Although she survived, Mrs. Miyagi was an exception. Of her corps of 320 student nurses formed from Okinawa's best girls' school, 217 died.

"On the 50th anniversary, we should all learn lessons from the war so that we won't repeat the same mistakes," Mrs. Miyagi said, standing near a memorial to fellow nurses who died. "It's absolutely wrong that young people should die in war."

For Okinawans, who had their own independent kingdom until seized by Japan in 1879, the United States was not the good side in World War II. It was perhaps not as bad as the Japanese Imperial Army, but Okinawa suffered because it was caught between two mighty forces.

The island's plight was personified by an Okinawan woman who in the course of one day was raped in separate incidents by Japanese and American soldiers.

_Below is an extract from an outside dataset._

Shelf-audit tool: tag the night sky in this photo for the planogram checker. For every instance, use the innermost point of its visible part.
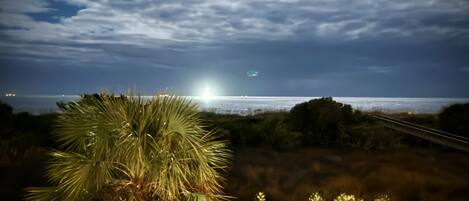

The way in which Okinawans -- and to some extent Japanese in general -- interpret the war may have something to do with the perception that the deaths of family members were a terrible waste, serving no purpose. The lesson the Okinawans draw is of the futility of all war and the noxiousness of all military installations.

But for Americans, the deaths of GIs on distant shores does not seem a waste. For Americans, the assault on Japan was about as just as a just war can get, resulting in freedom for Korea, China, the Philippines and their neighbors from a brutal Japanese military regime that had presided over the deaths of 10 million or 20 million Asians.

Likewise, the U.S. and Japanese governments both argue that the military bases in Okinawa have helped protect Japan and preserve peace in Asia.